Quinto disco disco di Enrico Tiberi, in arte NREC, che vede numerose collaborazioni (Clod degli Iori’s Eyes, Anacleto Vitolo – Av-k, K.Lone, Manyfeetunder – e Fabrizio Testa – Tarzan Records, Il Lungo Addio– nei panni di co-produttore). Questo Signals è un progetto di ampio respiro, dalle tante facce, sia da un punto di vista musicale (come si evince poco sopra), sia da un punto di vista artistico (corredato da alcune tavole in acrilico dell’artista marchigiano Marco Amato, davvero apprezzabilissime e decisamente in linea con il tono noir dell’album) e anche da un punto di vista vocale (nei vari brani si alternano le voci dello stesso Tiberi, di Daniele Strappato, Claudio Nigliazzo, Anacleto Vitolo e Kendra Black).
Nel comunicato stampa si definisce il genere suonato da NREC come una “electro-wave influenzata da Nine Inch Nails, Apparat, Sohn e Telefon Tel Aviv”; sono parzialmente d’accordo, nel senso che sicuramente l’elettronica è la matrice di questo lavoro ma non sempre è l’elemento dominante di un disco che definirei prevalentemente di buon rock. Manca, è vero, un certo suono grezzo, quello vero del rock più puro e sudato, ma un certo ritmo sostenuto, con tratti mainstream che acchiappano anche l’ascoltatore amante di toni più “leggeri”, lo collocano in un panorama che non è propriamente quello dell’elettronica pura. Penso soprattutto a brani come “Dust”, “Still” o “I don’t know where I’m” (suadente ballad old style, intensa e passionale).

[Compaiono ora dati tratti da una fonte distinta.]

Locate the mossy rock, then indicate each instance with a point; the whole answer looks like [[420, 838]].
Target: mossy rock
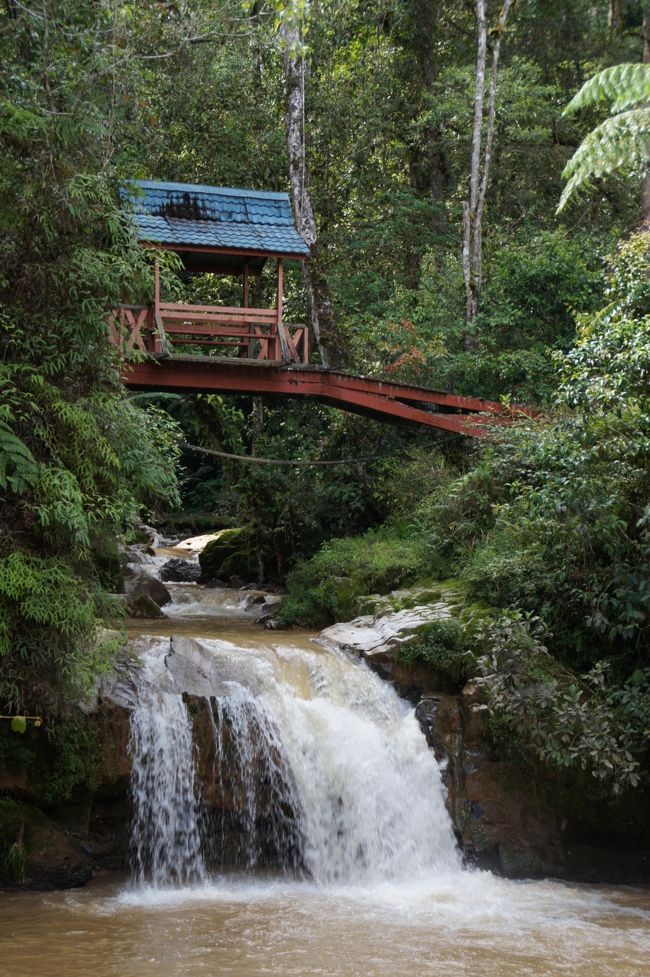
[[231, 553]]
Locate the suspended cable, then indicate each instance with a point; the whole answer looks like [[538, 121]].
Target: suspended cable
[[266, 461]]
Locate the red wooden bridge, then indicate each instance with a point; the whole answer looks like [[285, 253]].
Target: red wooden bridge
[[249, 350], [260, 368]]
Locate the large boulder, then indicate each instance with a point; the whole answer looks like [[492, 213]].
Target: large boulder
[[140, 581], [230, 553], [178, 570]]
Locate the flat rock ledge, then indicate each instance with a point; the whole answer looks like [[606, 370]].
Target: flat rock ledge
[[378, 637]]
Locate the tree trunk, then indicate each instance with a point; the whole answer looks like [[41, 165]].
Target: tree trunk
[[481, 159], [472, 288], [616, 16], [645, 202], [423, 15], [325, 333]]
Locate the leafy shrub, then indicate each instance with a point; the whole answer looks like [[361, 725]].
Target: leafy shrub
[[445, 646], [564, 720], [324, 589]]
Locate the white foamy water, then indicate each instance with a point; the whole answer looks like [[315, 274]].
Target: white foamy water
[[193, 601], [319, 741], [339, 762], [165, 838]]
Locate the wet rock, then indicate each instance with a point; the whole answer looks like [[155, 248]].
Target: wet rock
[[143, 582], [194, 544], [236, 583], [231, 553], [142, 606], [178, 570], [378, 637]]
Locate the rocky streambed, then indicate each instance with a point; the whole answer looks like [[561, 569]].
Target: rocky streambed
[[506, 818]]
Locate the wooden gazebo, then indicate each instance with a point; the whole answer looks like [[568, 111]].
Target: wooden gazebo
[[223, 231]]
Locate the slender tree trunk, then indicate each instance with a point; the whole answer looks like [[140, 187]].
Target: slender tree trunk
[[646, 60], [424, 17], [616, 15], [481, 158], [325, 332], [470, 230]]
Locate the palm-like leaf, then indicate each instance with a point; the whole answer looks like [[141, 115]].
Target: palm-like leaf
[[620, 144], [631, 81]]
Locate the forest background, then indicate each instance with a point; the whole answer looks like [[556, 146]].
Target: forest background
[[544, 530]]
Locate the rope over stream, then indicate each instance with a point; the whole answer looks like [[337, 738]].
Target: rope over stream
[[267, 461]]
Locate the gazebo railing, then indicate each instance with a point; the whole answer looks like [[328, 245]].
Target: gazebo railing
[[163, 328]]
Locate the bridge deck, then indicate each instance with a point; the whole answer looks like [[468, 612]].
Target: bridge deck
[[382, 399]]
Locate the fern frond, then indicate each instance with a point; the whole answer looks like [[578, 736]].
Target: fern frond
[[624, 85], [18, 468], [620, 144]]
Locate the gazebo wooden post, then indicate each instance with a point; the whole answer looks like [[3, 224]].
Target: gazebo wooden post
[[284, 350], [155, 336], [247, 351]]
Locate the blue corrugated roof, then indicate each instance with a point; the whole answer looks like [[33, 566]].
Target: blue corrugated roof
[[214, 217]]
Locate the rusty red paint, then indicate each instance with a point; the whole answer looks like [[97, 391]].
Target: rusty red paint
[[358, 394]]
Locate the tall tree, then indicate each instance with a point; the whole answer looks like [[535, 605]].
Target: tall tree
[[323, 324], [481, 158]]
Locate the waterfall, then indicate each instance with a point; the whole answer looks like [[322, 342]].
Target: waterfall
[[165, 839], [322, 770]]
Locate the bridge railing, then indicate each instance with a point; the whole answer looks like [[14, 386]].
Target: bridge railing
[[165, 328]]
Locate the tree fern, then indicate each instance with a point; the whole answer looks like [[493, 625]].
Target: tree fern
[[620, 144], [18, 469]]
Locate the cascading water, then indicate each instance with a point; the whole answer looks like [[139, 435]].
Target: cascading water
[[322, 770], [322, 748], [165, 839]]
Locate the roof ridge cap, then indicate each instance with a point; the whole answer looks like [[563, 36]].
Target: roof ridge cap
[[204, 188]]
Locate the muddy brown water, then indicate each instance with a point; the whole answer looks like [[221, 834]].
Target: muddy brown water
[[460, 924], [463, 927]]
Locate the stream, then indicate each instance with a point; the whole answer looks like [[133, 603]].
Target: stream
[[337, 857]]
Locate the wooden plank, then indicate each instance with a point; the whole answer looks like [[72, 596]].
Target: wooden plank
[[206, 375], [199, 329], [183, 307], [246, 252]]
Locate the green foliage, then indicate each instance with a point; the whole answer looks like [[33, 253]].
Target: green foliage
[[445, 646], [620, 144], [565, 721], [75, 761], [78, 462], [325, 588], [609, 368]]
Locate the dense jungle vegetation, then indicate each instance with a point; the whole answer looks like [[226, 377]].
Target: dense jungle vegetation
[[544, 528]]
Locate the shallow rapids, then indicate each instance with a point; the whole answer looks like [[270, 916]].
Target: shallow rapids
[[368, 880]]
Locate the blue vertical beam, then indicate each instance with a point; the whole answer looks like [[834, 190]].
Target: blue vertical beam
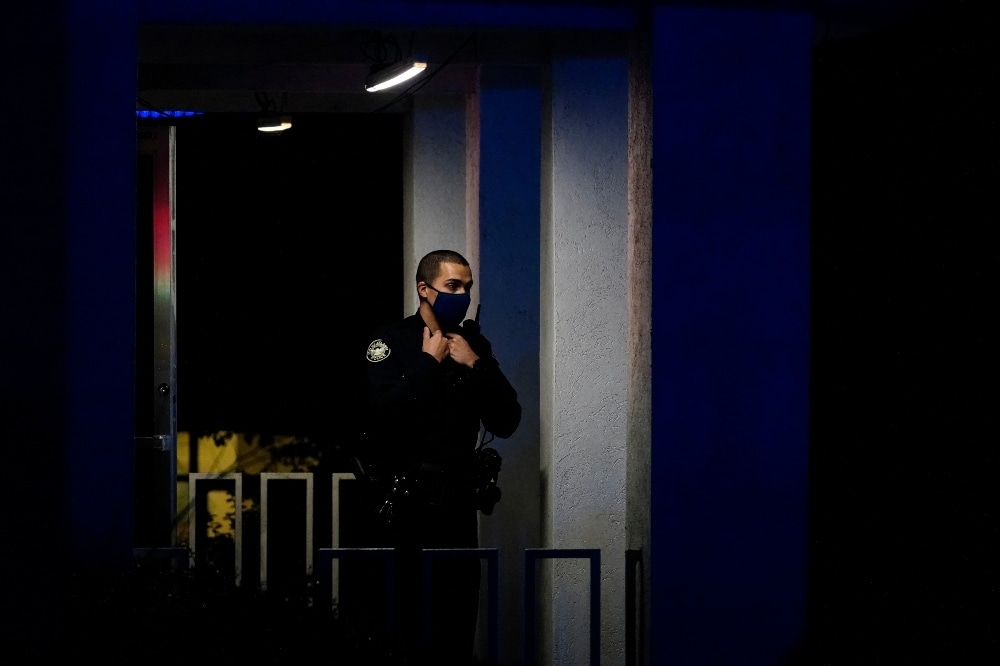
[[730, 337]]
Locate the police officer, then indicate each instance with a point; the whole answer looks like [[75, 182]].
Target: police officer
[[436, 391]]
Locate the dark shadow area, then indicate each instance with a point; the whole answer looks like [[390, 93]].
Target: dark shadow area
[[904, 397], [286, 247]]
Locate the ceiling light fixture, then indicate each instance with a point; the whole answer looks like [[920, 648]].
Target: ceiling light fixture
[[385, 76], [271, 119], [272, 123]]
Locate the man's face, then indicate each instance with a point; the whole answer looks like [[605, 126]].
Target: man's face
[[452, 279]]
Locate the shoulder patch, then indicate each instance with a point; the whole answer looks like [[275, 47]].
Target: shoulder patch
[[377, 351]]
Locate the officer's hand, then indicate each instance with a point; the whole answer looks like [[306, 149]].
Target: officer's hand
[[460, 351], [435, 344]]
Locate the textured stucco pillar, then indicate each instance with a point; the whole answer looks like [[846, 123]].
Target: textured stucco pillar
[[509, 106], [730, 336], [434, 187], [583, 348]]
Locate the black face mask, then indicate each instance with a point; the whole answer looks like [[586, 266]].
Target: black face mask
[[450, 309]]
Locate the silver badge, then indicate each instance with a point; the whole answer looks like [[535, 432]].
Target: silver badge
[[378, 351]]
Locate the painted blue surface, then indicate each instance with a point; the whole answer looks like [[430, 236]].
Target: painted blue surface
[[730, 335]]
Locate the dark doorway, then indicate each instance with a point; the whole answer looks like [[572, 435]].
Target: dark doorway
[[289, 250]]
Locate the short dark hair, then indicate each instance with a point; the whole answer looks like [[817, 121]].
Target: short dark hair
[[430, 266]]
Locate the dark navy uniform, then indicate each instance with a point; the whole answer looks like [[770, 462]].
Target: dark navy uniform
[[425, 422]]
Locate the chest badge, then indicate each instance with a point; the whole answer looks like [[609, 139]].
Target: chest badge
[[378, 351]]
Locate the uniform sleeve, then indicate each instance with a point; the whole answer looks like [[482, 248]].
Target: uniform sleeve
[[499, 408]]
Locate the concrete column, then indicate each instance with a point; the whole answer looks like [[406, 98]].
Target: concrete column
[[730, 336], [583, 346], [434, 187], [509, 107]]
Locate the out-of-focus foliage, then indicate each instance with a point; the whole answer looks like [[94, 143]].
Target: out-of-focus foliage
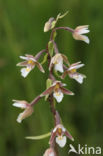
[[21, 32]]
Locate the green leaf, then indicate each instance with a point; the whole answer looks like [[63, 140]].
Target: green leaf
[[56, 73], [44, 59], [39, 137], [50, 48], [54, 35], [53, 24], [48, 84], [59, 16]]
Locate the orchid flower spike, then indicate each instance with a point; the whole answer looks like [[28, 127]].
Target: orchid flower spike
[[58, 90], [60, 133], [23, 105], [29, 64], [57, 61], [79, 31], [72, 72], [50, 152]]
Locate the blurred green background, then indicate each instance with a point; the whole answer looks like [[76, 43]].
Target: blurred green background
[[21, 32]]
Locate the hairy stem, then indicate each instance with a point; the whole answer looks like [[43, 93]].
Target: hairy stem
[[58, 28], [39, 54], [35, 100]]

Poi ci sono gli aspetti più electro ma, al di là di qualche sperimentazione un po’ più noise (“Fino in fondo”, “Emina – Utica”), l’incedere ricorda più approcci dance anni 80 (“Videdrome”, “It’s mine”) che non i Nine Inch Nails o Sohn (giusto per citare due dei riferimenti riportati nel documento di presentazione della band).
Se vivessimo ancora ai tempi del vinile, loderei senza dubbio il lato A (nel quale arbitrariamente inserisco i primi cinque brani) mentre sospenderei il giudizio sul lato B. Dato che viviamo nell’era facebookiana, sintetizzo il giudizio complessivo su “Signals” con un convinto Like, e cerco di convivere con la strana sensazione di ritrovarmi a saltellare proprio sui pezzi più Eighties, io che quel periodo l’ho sempre odiato… E forse questo vale più di mille Like.